José Neves, Arq. Coordenador do Núcleo de Cinema da Faculdade de Arquitectura da Universidade Técnica de Lisboa
Numa nota mais leve, eis que dou por mim nomeado para Melhor Blog Português de 2007 na categoria de "Design". Fico num misto de alegria e estupefacção. Design? Parece-me que gostam mais do meu aspecto do que do meu cérebro. Estou a imaginar por aí muito boa gente a rir às minhas custas. Que seja. À falta de categoria mais específica para arquitectura, não há que vacilar. De resto pareço estar em boa companhia. Ficamos por aqui à espera dos resultados finais do júri. Ó xôr Markl, já agora, sou seu fã e tenho-o na lista há muito tempo. Meta lá uma palavrinha, ó fáxabor... :)

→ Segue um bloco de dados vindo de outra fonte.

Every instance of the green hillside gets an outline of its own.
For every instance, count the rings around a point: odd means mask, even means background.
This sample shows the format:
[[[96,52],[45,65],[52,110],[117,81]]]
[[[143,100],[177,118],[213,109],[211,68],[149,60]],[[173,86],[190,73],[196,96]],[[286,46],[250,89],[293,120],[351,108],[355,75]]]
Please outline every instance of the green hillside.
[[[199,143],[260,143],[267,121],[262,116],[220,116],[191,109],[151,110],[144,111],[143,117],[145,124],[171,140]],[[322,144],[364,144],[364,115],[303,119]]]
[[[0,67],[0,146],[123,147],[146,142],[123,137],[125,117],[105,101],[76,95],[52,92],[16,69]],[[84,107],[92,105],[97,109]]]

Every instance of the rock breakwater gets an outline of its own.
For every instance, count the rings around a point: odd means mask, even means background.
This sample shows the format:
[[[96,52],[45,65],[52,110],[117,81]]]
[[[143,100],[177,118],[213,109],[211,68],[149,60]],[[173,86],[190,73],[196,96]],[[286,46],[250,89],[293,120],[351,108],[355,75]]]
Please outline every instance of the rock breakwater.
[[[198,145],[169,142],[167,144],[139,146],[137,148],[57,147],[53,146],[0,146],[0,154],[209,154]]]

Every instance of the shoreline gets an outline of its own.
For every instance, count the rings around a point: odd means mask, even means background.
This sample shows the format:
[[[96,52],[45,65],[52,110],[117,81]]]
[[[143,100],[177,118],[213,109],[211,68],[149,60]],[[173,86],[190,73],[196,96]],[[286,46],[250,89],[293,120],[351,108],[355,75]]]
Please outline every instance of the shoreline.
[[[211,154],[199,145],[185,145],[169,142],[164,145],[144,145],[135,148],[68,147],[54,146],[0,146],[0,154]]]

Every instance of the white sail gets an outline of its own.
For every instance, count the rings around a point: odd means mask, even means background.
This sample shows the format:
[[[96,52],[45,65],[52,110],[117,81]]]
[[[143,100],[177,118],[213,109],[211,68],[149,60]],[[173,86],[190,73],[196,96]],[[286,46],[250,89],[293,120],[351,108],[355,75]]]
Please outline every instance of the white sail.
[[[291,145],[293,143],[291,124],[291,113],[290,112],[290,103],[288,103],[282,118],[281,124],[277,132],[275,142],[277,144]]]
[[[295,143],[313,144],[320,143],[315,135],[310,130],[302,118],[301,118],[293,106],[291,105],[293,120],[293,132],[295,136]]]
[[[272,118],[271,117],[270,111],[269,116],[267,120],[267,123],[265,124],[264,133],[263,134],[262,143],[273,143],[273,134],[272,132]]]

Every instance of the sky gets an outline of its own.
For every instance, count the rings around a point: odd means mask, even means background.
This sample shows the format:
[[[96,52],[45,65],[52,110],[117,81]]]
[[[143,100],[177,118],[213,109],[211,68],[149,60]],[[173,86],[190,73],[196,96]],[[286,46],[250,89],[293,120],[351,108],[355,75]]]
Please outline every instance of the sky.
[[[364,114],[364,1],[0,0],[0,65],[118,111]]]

MBP07 On a happy note, I find myself nominated for Best Portuguese Blog 2007 on the category of “Design”. I’m having mixed feelings of joy and astonishment. Design? It seems that I’m more appreciated for my looks than for smarts. I can imagine a lot of people laughing at my expense. So let it be. Since there’s no specific category for architecture, I’ll take it with grace. Anyway, I seem to be in good company. Let’s wait for the jury’s final call, then.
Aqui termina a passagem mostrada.